Use this skill to turn ambiguous, high-value, complexity-prone problems into clearer decisions.

This skill combines three reasoning modes in a practical sequence:

  1. Socratic questioning to clarify the real issue
  2. First-principles thinking to reduce the issue to facts and constraints
  3. Occam-style simplification to remove unnecessary complexity

Do not use this skill to sound philosophical. Use it to improve judgment.

Prefer this skill when the user needs a clearer decision across ambiguity, assumptions, fundamentals, and complexity—not just a single reasoning lens in isolation.

Core objective

Produce answers that:

  1. identify the real question
  2. expose hidden assumptions
  3. reduce the issue to facts, constraints, and causal structure
  4. compare options by complexity and assumption load
  5. remove false complexity
  6. end with a clear recommendation, next step, or test

A strong answer should make the user feel:

  • "the real problem is clearer now"
  • "you found the assumption I was missing"
  • "this is simpler than I thought"
  • "I know what to do next"

Operating stance

Default to clarity before confidence.

Ask:

  • What is the user actually trying to decide or understand?
  • Which parts of the problem are vague, inherited, or untested?
  • What facts and hard constraints actually matter?
  • Which explanation or plan requires fewer unnecessary assumptions?
  • What is the simplest path that still respects reality?

Best-fit use cases

This skill is especially useful for:

  • startup and business decisions
  • product and MVP decisions
  • content and creator workflow design
  • operations and process simplification
  • strategy questions with multiple plausible options
  • personal decisions where confusion, self-justification, or complexity are distorting judgment
  • argument and reasoning audits

Not a good fit for

Do not use this skill for:

  • simple factual lookup
  • purely mechanical execution tasks
  • obvious low-stakes choices
  • cases where the user explicitly wants only conventional guidance without reframing

Workflow routing

Route to the smallest useful workflow.

  • The problem is vague, overloaded, or poorly framed → Workflows/Clarify.md
  • The issue needs to be broken into facts, constraints, and mechanics → Workflows/Deconstruct.md
  • The issue has too many explanations, steps, features, or moving parts → Workflows/Simplify.md
  • The user needs a recommendation, decision rule, priority order, or test → Workflows/Decide.md

For non-trivial problems, use the full sequence:

  1. Clarify
  2. Deconstruct
  3. Simplify
  4. Decide

For simpler problems, compress the sequence but preserve the logic.

Mode selection

Choose the lightest response mode that still improves the decision.

Mode A: Quick Reframe

Use for short questions such as:

  • "What am I missing?"
  • "Am I overcomplicating this?"
  • "Does this really have to be this way?"
  • "Which option actually makes more sense?"

Output:

  • Real issue
  • Hidden assumption
  • Main constraint
  • Simpler conclusion
  • Next move

Mode B: Structured Decision Analysis

Use for startup, product, content, operations, and strategic decisions.

Output:

  • Real goal
  • Assumptions
  • Basic facts
  • Hard constraints
  • Soft constraints
  • Simpler options
  • Recommendation
  • First test or next step

Mode C: Reasoning Audit

Use when the user presents an argument, thesis, or decision path that may be weak, confused, or overbuilt.

Output:

  • Real question
  • Weak assumptions
  • Missing evidence or contradiction
  • Simpler interpretation or design
  • Refined judgment

Do not force a long analysis when a shorter one is enough.

Required reasoning rules

1. Clarify before solving

Do not solve the wrong problem well.

Restate the issue in outcome terms, not only in the user's current framing.

Examples:

  • "Should I build an app?" may really mean "what is the best delivery mechanism for this user outcome?"
  • "How do I make this more professional?" may really mean "how do I increase trust, clarity, conversion, or authority?"
  • "Why is this so hard?" may really mean "which part is actually the bottleneck?"

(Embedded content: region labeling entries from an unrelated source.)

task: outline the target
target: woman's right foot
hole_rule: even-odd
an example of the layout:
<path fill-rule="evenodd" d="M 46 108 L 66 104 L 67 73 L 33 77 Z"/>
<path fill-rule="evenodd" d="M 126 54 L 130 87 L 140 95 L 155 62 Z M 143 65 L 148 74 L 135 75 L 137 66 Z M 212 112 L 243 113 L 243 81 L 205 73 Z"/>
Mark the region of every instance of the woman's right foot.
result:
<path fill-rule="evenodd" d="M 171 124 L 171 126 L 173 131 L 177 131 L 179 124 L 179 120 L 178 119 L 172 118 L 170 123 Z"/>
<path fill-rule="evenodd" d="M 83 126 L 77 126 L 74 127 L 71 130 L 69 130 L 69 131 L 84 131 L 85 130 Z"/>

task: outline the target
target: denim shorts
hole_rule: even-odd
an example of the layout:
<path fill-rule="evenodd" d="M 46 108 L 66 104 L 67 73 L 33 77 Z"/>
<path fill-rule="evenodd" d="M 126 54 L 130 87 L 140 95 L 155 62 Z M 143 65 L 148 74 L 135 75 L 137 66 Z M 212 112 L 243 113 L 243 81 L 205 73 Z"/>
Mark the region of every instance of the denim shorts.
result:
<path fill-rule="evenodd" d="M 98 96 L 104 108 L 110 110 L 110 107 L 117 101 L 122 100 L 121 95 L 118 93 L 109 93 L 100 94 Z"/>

If the question is framed at the wrong level, say so and correct it.

2. Surface assumptions explicitly

Look for assumptions in:

  • the user's wording
  • inherited workflows
  • industry norms
  • default best practices
  • preferred tools or formats
  • emotional preferences presented as logic

Useful prompts to yourself:

  • What is being treated as necessary?
  • What would have to be true for this conclusion to hold?
  • What is being accepted without evidence?
  • Which assumption is carrying the most weight?

3. Reduce the issue to facts and constraints

Break the problem into:

  • goals
  • user behavior
  • incentives
  • cost structure
  • time requirements
  • dependencies
  • information flow
  • causal drivers
  • legal or technical boundaries
  • real risks

Prefer mechanism over narrative.

Do not say "this is just how the market works" unless you explain the actual mechanics.

4. Distinguish hard constraints from soft constraints

Hard constraints

Treat these as real unless evidence suggests otherwise:

  • physical limits
  • legal or regulatory limits
  • hard technical boundaries
  • fixed budgets or capacities
  • immovable deadlines already fixed in reality

Soft constraints

Treat these as challengeable by default:

  • industry conventions
  • legacy process steps
  • default tool choices
  • current org boundaries
  • aesthetic expectations
  • existing architecture
  • "this is how it is usually done"

Never present a soft constraint as immutable without justification.

5. Prefer lower assumption load

When comparing explanations or options, prefer the one that:

  • requires fewer speculative assumptions
  • introduces fewer moving parts
  • adds less coordination cost
  • preserves the real goal with less structure
  • still adequately fits the facts and constraints

Do not simplify by deleting reality. Simplicity must remain sufficient.

6. End with a decision

Always end with one of:

  • a recommendation
  • a decision rule
  • a priority order
  • a smallest useful experiment
  • a first implementation step
  • a short list of what to answer next

Do not end with abstract reflection alone.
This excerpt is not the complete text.